I'm not sure about the OP specifically but do think it's unfortunate post 16 education has gone the spoon feeding route that this thread implies.

SuburbanRhonda · 13/06/2015 13:48

mary

Judging a lesson taught by a supply teacher as not worth attending because he may have attended another one in the past that he judged as being not worth while is prejudice. It's not as if he was staying at home studying. He was staying in bed and going in late because his lesson was being covered by a supply. That is an indicator of poor judgement, arrogance and immaturity. If he has a problem with the quality of his lessons, he should be taking it up with the college, not bunking off.

SuburbanRhonda · 13/06/2015 13:56

But nurnoch, the OP's DS didn't skip the lesson to do independent study.

He stayed in bed because he didn't think a lesson taught by a supply teacher was worth getting out of bed on time for.

Marynary · 13/06/2015 14:08

SuburbanRhonda

Maybe the extra sleep was more useful to him than the lesson by the supply teacher. You don't know if it is poor judgment and I doubt that it will make any difference to his A level results. Even if it does it his choice and his problem now that he is nearly 17. Whether or not he is immature or arrogant is not really relevant to the question of whether he will do well in his future exams.

As for complaining about the quality of lessons- what a joke. Did you try doing that when you were at school? I did and it made no difference to the quality of the lessons, it just made me unpopular with the teacher. I had to teach myself the subject using text books.
There is a terrible teacher at dds school and no amount of complaining about the lessons by parents alters that. He can't teach and they don't seem to be able to sack him.

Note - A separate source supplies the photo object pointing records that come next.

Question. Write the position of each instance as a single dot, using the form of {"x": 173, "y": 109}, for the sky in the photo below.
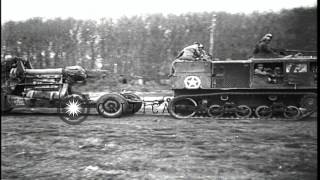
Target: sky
{"x": 18, "y": 10}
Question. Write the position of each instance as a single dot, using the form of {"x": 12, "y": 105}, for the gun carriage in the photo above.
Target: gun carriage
{"x": 23, "y": 86}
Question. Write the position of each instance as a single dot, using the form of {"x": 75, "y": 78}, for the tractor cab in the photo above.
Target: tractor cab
{"x": 298, "y": 72}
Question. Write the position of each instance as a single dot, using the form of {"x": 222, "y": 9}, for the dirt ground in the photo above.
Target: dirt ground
{"x": 157, "y": 147}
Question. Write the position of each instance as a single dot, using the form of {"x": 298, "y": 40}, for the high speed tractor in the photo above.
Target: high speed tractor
{"x": 262, "y": 88}
{"x": 23, "y": 86}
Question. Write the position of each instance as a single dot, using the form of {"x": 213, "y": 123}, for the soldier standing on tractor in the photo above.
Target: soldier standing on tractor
{"x": 262, "y": 49}
{"x": 193, "y": 52}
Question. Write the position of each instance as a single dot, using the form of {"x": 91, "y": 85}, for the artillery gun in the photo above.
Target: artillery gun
{"x": 23, "y": 86}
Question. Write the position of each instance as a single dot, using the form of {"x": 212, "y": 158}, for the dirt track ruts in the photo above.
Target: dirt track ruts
{"x": 157, "y": 147}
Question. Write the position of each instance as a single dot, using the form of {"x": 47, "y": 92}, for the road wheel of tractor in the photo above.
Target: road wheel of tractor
{"x": 73, "y": 109}
{"x": 291, "y": 112}
{"x": 111, "y": 105}
{"x": 309, "y": 102}
{"x": 243, "y": 111}
{"x": 263, "y": 112}
{"x": 135, "y": 106}
{"x": 182, "y": 107}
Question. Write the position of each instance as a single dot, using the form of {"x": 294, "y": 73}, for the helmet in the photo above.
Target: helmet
{"x": 268, "y": 35}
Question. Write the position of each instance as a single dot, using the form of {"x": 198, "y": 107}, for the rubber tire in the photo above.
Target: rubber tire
{"x": 79, "y": 120}
{"x": 122, "y": 102}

DecaffCoffeeAndRollupsPlease · 13/06/2015 14:17

Your responsibility for getting your child to school on time isn't diminished because you have a job outside the home. Lots of people sacrifice having such a job just s that they can fulfil exactly that. Your OP sounds very judgey-pants over the fact that you work outside the home, well, the judgement can go both ways... so lay off it eh?

SuburbanRhonda · 13/06/2015 14:24

mary despite everything the OP has posted about her son's attitude, the problems she's had with his attendance and his refusal to take his education seriously, you seem determined to support his "least effort" model of studying.

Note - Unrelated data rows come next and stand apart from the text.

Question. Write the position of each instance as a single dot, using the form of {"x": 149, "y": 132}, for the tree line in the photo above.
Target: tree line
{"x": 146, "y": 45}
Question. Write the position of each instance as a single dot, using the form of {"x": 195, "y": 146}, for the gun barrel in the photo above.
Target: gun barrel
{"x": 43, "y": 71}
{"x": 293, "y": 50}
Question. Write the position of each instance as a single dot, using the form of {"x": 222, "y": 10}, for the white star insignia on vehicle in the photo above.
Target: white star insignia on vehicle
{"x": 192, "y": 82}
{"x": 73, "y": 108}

Unless he has a history of successful independent study that the OP has neglected to share on this thread, I think it's safe to believe the OP when she posted that he didn't go in because he didn't think a cover lesson was worth his effort.

I never had the need to complain about lessons at school and college, but if the DS doesn't even try to address the issue - if indeed one exists aside from a prejudice against supply teacher lessons - he can't expect anything to change.